Saturday, May 27, 2006

Tony Blair's vision of a world order

Some excerpts from Tony Blair's speech at Georgetown University on 26 May.

On Iraq, change, terrorism, Iran and a JFK moment.

This is a child of democracy struggling to be born. They and we, the international community, are the midwives.
You may not agree with original decision.
You may believe mistakes have been made.
You may even think how can it be worth the sacrifice.
But surely we must all accept this is a genuine attempt to run the race of liberty.
These are not stooges. Or placemen.
They believe in their country.
They believe in its capacity to be democratic.
They are fighting a struggle against the odds but they are fighting it.
And in their struggle is a symbol of a wider struggle.
Listen to what the new Prime Minister says and the new Government's programme.
Tell me where their vision differs from ours except that ours is based in experience and theirs in hope.

No amount of institutional change will ever work unless the most powerful make it work. ... That is the reality of power; size; economic, military, political weight.

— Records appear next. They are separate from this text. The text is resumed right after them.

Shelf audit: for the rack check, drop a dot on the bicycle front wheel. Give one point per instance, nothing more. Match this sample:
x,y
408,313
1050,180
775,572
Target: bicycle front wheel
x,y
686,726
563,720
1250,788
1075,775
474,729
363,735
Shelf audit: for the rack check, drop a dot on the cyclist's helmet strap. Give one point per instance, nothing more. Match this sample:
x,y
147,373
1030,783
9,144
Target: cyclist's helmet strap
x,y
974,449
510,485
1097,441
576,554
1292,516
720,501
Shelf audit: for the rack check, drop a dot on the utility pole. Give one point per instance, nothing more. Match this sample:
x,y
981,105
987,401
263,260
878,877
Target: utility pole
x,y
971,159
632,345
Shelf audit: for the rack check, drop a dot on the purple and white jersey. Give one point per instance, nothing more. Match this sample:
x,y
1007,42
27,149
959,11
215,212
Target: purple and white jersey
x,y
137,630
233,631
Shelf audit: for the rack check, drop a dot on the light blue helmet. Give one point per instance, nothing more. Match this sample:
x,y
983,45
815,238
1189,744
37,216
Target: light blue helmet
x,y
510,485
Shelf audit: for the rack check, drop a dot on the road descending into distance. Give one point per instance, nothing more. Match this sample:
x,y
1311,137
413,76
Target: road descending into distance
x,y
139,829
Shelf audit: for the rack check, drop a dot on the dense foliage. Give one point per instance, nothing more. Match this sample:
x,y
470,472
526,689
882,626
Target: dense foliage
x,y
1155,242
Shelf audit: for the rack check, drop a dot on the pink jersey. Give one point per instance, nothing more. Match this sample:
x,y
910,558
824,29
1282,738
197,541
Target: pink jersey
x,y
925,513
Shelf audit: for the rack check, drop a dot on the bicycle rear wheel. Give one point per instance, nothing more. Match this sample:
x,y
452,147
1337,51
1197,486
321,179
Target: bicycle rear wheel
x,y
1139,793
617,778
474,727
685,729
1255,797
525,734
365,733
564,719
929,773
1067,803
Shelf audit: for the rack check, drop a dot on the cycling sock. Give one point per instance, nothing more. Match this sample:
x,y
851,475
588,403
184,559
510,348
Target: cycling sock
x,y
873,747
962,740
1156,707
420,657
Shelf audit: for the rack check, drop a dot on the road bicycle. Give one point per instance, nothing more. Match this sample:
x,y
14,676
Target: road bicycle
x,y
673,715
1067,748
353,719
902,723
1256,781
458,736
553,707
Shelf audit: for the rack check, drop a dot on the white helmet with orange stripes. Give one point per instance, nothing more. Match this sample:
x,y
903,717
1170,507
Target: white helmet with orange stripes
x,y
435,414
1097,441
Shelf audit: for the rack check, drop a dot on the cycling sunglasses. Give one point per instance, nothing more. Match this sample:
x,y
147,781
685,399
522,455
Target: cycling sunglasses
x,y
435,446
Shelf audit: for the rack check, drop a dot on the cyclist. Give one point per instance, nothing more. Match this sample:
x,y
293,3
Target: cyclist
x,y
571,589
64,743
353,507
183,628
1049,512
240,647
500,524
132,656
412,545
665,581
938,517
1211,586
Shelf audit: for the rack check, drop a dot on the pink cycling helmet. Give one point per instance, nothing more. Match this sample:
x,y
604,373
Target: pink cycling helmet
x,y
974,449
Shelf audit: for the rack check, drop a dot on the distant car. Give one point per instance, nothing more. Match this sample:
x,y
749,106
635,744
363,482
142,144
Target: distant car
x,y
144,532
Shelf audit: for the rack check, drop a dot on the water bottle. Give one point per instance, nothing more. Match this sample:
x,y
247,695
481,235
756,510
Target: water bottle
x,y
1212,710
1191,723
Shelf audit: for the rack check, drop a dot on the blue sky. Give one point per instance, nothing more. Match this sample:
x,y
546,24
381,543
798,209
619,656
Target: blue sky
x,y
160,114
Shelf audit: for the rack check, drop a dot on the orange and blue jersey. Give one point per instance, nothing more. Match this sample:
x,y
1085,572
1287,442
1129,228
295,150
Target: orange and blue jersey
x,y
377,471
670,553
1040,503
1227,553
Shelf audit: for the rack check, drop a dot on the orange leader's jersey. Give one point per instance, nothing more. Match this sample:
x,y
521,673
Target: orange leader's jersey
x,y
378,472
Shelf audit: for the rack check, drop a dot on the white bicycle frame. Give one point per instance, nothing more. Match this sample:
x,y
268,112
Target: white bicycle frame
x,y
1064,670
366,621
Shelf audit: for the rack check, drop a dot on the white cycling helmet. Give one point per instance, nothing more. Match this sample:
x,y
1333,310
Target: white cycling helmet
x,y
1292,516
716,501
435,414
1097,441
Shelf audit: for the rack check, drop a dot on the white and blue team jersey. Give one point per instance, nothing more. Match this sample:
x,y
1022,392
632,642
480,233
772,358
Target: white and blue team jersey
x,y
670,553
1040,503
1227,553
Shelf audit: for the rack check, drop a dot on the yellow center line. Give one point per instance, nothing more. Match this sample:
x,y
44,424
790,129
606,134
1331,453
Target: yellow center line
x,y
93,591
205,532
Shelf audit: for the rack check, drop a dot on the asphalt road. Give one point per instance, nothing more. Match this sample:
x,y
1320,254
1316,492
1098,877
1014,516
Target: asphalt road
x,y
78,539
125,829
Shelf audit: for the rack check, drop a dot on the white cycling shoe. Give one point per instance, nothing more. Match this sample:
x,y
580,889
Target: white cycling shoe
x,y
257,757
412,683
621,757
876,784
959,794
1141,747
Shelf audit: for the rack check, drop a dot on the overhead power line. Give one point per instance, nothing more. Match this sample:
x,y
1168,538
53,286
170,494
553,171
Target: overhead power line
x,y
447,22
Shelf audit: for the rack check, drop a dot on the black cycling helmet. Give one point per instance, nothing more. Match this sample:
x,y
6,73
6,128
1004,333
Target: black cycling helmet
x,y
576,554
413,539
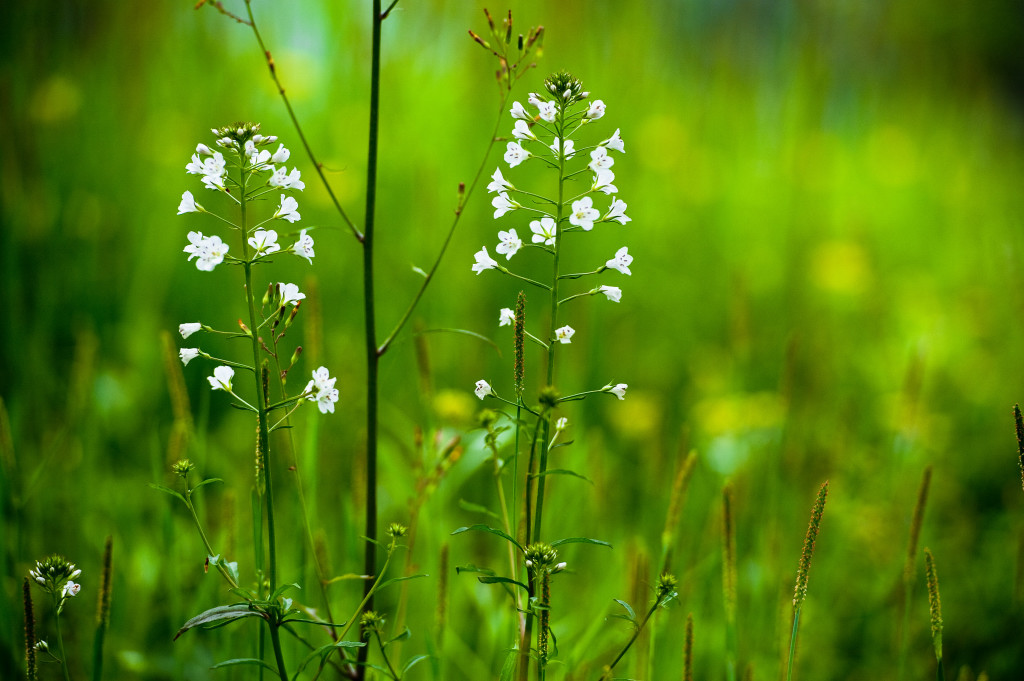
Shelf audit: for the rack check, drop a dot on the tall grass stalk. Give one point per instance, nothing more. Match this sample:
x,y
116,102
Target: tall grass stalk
x,y
800,591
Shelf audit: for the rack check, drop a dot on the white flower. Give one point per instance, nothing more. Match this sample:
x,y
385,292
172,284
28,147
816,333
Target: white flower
x,y
188,204
599,160
519,112
289,209
584,213
221,379
211,253
510,244
290,293
265,242
186,354
514,155
547,110
188,329
621,261
482,389
304,247
483,261
566,149
544,230
281,155
616,212
522,131
615,142
322,390
564,335
286,180
603,181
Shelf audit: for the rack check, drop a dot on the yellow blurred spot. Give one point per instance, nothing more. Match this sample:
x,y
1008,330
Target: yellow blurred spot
x,y
841,266
892,157
56,99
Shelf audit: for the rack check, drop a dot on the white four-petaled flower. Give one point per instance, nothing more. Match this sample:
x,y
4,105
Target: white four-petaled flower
x,y
622,261
288,210
584,213
482,389
544,230
510,244
483,261
221,379
304,247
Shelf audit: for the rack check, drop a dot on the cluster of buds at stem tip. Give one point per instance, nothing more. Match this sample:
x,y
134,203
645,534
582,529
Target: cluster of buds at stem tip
x,y
541,558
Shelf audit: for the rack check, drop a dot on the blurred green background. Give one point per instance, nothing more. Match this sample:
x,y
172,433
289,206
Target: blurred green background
x,y
826,203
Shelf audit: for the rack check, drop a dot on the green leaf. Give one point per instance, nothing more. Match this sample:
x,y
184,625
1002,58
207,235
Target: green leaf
x,y
207,481
493,530
563,471
244,661
581,540
412,663
477,508
168,491
501,580
221,614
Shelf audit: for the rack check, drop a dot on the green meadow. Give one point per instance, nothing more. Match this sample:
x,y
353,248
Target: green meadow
x,y
826,205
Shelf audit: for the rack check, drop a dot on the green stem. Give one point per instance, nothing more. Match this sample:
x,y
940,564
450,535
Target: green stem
x,y
64,655
370,322
793,644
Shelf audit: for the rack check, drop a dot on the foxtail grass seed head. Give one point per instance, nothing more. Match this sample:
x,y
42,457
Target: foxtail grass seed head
x,y
1019,422
103,598
934,603
30,633
800,592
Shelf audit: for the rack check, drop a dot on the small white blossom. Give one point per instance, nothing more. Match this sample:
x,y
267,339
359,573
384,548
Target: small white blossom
x,y
281,155
483,261
503,204
265,242
615,142
221,379
596,110
188,329
290,293
288,210
603,182
518,112
621,261
304,247
514,155
186,354
188,204
522,131
584,214
544,230
599,160
498,182
482,389
510,244
616,212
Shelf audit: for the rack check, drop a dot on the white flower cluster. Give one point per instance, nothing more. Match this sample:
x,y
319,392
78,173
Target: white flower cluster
x,y
547,137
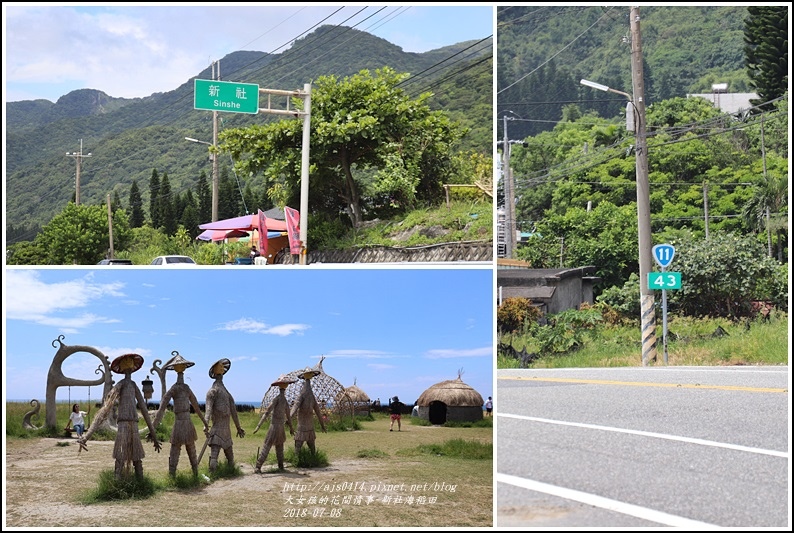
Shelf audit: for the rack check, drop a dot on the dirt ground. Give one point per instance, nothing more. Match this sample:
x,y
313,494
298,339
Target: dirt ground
x,y
45,479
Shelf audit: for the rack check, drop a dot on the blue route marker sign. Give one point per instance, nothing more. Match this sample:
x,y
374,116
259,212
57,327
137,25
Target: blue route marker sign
x,y
663,254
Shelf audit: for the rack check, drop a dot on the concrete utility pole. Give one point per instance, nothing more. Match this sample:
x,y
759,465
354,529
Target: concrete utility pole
x,y
647,313
306,95
110,229
78,156
507,176
216,75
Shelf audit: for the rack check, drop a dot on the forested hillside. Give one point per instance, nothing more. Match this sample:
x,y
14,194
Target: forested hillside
x,y
544,51
129,138
711,175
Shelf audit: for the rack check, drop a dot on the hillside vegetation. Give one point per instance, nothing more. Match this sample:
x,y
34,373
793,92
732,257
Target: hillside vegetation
x,y
129,138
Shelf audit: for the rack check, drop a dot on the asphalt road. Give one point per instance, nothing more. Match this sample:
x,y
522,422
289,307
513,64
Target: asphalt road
x,y
644,447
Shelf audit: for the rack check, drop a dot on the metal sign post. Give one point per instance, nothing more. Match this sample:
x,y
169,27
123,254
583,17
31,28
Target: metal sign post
x,y
663,254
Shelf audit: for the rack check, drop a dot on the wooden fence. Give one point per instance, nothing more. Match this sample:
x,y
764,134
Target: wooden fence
x,y
481,251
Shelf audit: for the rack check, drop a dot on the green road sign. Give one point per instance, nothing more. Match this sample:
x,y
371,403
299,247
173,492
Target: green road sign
x,y
664,280
234,97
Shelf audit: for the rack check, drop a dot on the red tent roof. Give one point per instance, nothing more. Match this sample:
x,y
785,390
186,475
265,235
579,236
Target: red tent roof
x,y
245,223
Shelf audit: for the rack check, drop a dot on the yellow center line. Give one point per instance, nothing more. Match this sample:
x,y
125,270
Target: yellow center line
x,y
644,384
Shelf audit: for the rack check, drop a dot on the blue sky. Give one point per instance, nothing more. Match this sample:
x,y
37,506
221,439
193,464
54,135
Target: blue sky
x,y
393,331
139,49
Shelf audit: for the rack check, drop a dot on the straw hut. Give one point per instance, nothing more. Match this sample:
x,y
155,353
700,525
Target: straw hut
x,y
357,399
450,400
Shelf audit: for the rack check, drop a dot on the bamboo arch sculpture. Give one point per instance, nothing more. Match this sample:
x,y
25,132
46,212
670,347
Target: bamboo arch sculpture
x,y
26,423
160,371
56,378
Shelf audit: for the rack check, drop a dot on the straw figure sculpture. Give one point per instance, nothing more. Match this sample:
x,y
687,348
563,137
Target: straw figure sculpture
x,y
276,436
305,407
184,432
220,410
324,386
128,448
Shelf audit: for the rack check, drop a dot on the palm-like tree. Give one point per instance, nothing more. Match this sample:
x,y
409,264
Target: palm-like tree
x,y
769,199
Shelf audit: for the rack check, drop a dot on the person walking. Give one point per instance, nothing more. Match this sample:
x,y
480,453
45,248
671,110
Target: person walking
x,y
76,419
276,436
183,432
220,410
128,448
395,413
305,407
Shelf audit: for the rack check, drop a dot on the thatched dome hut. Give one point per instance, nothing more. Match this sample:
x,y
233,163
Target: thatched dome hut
x,y
356,398
450,400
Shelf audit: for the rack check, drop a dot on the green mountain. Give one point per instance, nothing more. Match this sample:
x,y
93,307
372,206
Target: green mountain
x,y
127,138
544,51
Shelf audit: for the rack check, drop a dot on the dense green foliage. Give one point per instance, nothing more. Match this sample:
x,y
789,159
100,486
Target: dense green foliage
x,y
708,174
128,138
78,235
724,276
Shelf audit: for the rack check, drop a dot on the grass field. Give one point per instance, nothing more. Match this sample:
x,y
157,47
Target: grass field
x,y
422,476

The answer to terrorism is the universal application of global values. The answer to poverty is the same. Without progress - in democracy and in prosperity - security is at risk. Without security, progress falters.

There was a moving moment when I was talking to the new Prime Minister in his office in Baghdad that he told me, with a smile, used to be the dining room of one of Saddam's sons. We were on our own with the interpreter. He leant across to me and said: "if we can change Iraq we can change this region and the world".

I don't believe we will be secure unless Iran changes. I emphasise I am not saying, we should impose change. I am simply saying the greater freedom and democracy which, I have no doubt, most Iranians want, is something we need. There is a choice being played out in the region: to be partners with the wider world; or to be defined in opposition to it. If Iran leads the latter camp, the results will be felt by us all.

But country by country, in every way we can, with every means we can properly deploy, the international community should be the champions of those who want change there. And wherever those who strive for that freedom are in danger, we should be at their side.
Norm is bullish
if the UN therefore fails to intervene effectively in 'conscience-shocking situations', then 'concerned states may not rule out other means to meet the gravity and urgency' of these situations.
Martin Kettle thinks Blair's fight is already lost, that the US is going to retreat a little into its shell to the detriment of all.
Just as American foreign policy spent a quarter of a century in the grip of a Vietnam syndrome - that no intervention was worth the cost in American lives sustained in south-east Asia - so now it must face the reality of an equivalent Iraq syndrome: that no intervention is worth the cost in prestige and danger that the war in the Gulf has brought.
It is indeed difficult to see a United Nations doing the job that Blair lays out for it. More likely, I fear, is a stalemate with the US unwilling to act, the UN unable, and the rest whining about both.